Основано на реальных событиях
Татьяна Козлова, г. Михайловка
Продолжение.
3
На зелёной лужайке, щедро усыпанной жёлтыми цветками и белыми пушистыми шапочками одуванчиков, мирно пасутся гуси с маленькими гусятами. Размеренно и деловито перелетая с цветка на цветок, жужжат работяги-пчёлы, собирая сладкий нектар. Под плетнём обласканная тёплыми лучами весеннего солнышка, изморённая работой и постоянными недосыпами, свернувшись калачиком, спит худенькая десятилетняя девчушка Степанида.
Её разбудил громкий гогот гусей. Стеша вскочила, спросонья не понимая, что происходит. И тут с высоты тёмной тенью метнулся коршун, ухватил гусёнка и взмыл вверх. Стеша закричала, замахала руками. От неожиданности коршун выпустил свою добычу из когтей. Жёлтый комочек упал в густую траву. Стеша бросилась к нему, продолжая кричать. Но крупный бурого цвета хищник опомнился, снова рухнул на землю, подхватил когтями свою добычу и улетел прочь. Девчушка расплакалась от своей беспомощности.

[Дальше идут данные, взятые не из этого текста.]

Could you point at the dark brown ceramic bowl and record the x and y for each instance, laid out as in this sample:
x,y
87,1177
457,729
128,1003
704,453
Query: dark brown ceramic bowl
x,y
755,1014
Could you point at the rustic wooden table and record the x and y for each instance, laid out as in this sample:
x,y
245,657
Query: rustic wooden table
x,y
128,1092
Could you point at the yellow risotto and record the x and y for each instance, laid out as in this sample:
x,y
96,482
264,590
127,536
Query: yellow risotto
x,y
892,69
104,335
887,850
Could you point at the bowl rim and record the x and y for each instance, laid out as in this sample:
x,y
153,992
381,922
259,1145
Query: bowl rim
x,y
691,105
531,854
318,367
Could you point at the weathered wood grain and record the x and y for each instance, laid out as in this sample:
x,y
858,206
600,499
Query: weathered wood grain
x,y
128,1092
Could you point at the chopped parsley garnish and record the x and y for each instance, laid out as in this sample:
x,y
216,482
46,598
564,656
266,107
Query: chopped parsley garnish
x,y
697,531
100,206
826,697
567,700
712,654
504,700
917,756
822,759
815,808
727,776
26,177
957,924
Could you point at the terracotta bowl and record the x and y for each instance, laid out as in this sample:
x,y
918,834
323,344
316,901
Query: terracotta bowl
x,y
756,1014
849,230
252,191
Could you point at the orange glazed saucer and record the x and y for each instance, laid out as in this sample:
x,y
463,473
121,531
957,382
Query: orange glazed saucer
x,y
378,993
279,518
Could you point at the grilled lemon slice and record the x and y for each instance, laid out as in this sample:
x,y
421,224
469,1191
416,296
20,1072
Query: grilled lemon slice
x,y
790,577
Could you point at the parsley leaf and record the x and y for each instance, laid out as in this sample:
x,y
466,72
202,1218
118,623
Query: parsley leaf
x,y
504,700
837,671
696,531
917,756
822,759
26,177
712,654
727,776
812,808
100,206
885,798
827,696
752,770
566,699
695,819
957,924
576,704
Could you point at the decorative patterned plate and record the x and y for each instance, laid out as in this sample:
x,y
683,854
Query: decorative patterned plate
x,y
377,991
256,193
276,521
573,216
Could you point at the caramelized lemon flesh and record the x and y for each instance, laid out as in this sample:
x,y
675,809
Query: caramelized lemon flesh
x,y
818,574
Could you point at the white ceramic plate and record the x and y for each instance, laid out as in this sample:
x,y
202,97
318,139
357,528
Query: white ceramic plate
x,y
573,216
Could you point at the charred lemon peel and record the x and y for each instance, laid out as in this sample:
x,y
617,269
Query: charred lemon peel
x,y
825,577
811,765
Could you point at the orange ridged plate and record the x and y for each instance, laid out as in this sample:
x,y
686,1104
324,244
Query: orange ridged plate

Заслышав шум, на крыльце показалась худая, высокая, как жердь, пожилая хозяйка дома Устинья. Выйдя за ворота, она зыркнула на гусей, которые всё ещё никак не могли успокоиться, на размазывающую по щекам слёзы Стешу, заорала:
– Чаво ж, кобыла, удрыхла?! Раззявила рот, проворонила гусёнка?!
Выломав хворостину из стоящей у плетня вербы, Устинья дважды ударила девочку. Тонкая ветка больно хлестнула по спине, обвив тщедушное тело ребёнка. На худеньких ручонках сразу же вздулись багряно-кровянистые рубцы.
Вечером вернулся с пастбища брат Николай, который пас коров и быков. Увидев уже успевшие посинеть на руках сестры отметины, спросил:
– Попало?
– Ага.
– Потярпи. Чаво-нибудь я скоро придумаю. Уйдём отседова.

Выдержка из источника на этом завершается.